Table 1. Quantitative analysis of microglial morphology in distinct brain regions in 2-months old Syn2-/- mice.
Area | Ram | Inter | R/A | ||||
---|---|---|---|---|---|---|---|
WT | Syn2-/- | WT | Syn2-/- | WT | Syn2-/- | ||
Ctx | Motor * | 79.8 ± 5.1 | 68.8 ± 5.5 | 20.0 ± 5.0 | 31.0 ± 5.5 | 0.1 ± 0.1 | 0.1 ± 0.1 |
Somatosensory | 83.4 ± 5.4 | 74.7 ± 5.1 | 16.6 ± 5.4 | 25.3 ± 5.1 | 0.0 ± 0.0 | 0.0 ± 0.0 | |
Entorhinal * | 79.8 ± 3.8 | 67.7 ± 6.1 | 20.2 ± 3.8 | 31.9 ± 6.0 | 0.0 ± 0.0 | 0.3 ± 0.2 | |
HPC | GCL * | 76.7 ± 2.1 | 70.0 ± 3.8 | 21.2 ± 1.1 | 28.1 ± 3.7 | 2.1 ± 1.1 | 1.9 ± 0.8 |
ML * | 82.5 ± 1.5 | 73.3± 1.8 | 17.5 ± 1.5 | 26.7 ± 1.8 | 0.0 ± 0.0 | 0.0 ± 0.0 | |
Hilus | 74.8 ± 2.1 | 71.4 ± 2.3 | 24.8 ± 2.0 | 28.1 ± 2.3 | 0.4 ± 0.4 | 0.5 ± 0.5 | |
SC | VB thalamus * | 85.2 ± 4.2 | 66.7 ± 7.8 | 14.8 ± 4.2 | 33.1 ± 7.7 | 0.0 ± 0.0 | 0.2 ± 0.2 |
MD thalamus * | 87.1 ± 3.3 | 67.7 ± 6.8 | 12.9 ± 3.3 | 32.3 ± 6.8 | 0.0 ± 0.0 | 0.0 ± 0.0 |
*, p ≤ 0.05 representing significant interaction between genotype and morphology by 2-way ANOVA.
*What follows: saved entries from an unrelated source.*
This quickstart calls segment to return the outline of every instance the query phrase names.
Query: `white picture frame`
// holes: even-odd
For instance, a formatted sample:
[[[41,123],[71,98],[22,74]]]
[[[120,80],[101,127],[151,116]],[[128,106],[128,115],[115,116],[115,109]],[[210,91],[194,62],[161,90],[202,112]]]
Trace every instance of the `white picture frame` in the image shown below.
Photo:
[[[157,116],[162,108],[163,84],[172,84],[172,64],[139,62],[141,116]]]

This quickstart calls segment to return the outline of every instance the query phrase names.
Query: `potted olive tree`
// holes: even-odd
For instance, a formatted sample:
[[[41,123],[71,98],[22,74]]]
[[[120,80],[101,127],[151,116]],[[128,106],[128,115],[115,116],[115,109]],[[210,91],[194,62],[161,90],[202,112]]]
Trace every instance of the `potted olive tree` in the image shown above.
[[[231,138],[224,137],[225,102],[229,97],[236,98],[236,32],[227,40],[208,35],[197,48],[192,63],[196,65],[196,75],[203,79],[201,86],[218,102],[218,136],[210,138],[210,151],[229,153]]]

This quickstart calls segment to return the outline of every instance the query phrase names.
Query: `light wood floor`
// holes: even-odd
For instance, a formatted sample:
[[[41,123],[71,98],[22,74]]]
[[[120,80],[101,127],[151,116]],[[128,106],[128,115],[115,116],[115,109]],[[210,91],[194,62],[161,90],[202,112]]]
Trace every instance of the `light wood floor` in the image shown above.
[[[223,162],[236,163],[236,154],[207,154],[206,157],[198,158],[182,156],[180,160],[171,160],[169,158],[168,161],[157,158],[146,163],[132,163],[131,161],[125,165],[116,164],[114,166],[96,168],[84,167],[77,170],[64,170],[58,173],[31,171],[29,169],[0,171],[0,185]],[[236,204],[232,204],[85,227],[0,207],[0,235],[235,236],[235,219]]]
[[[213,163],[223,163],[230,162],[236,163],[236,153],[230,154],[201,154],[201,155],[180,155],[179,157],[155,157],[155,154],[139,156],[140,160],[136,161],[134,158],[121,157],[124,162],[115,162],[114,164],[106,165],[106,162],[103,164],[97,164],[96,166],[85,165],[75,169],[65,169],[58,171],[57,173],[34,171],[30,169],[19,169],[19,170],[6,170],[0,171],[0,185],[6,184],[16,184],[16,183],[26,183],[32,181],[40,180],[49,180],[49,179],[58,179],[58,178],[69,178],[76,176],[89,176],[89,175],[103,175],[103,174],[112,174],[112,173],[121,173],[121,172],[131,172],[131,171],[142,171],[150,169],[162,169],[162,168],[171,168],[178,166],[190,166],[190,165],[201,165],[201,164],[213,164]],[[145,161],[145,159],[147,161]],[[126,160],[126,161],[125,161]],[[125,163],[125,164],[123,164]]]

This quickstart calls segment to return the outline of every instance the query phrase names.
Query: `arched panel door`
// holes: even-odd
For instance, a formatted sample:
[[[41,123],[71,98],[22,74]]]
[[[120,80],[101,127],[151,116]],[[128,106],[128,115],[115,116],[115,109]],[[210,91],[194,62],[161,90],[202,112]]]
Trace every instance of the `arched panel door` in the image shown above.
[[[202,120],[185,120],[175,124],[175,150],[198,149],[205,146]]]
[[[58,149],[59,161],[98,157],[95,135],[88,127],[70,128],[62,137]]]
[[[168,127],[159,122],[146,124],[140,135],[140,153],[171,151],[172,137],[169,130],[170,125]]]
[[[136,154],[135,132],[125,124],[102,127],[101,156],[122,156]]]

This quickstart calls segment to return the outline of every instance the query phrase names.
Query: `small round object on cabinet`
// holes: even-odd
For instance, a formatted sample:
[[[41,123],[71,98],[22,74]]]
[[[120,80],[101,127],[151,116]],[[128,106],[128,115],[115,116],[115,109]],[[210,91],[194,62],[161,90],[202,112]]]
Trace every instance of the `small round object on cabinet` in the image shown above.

In the tonic-clonic phase at 3.5 months of age, when the Syn2-/- mice had exhibited 1–2 generalized tonic-clonic seizures one week before perfusion, no major changes in cytoarchitecture were evident (S2E and S2F Fig). Also, no changes were observed in microglial activation in the motor cortex and somatosensory cortex (Table 2). However, we still observed a significant interaction between genotype and morphology in the entorhinal cortex (Table 2). A continued increase in microglial activation was observed in the hippocampus as shown by less ramified cells and more intermediate cells in the ML and the dentate hilus but not in the GCL (Table 2). Similarly, microglial activation was observed in the VB but not in the MD thalamic nucleus (Table 2).
Table 2. Quantitative analysis of microglial morphology in distinct brain regions in 3.5-months old Syn2-/- mice.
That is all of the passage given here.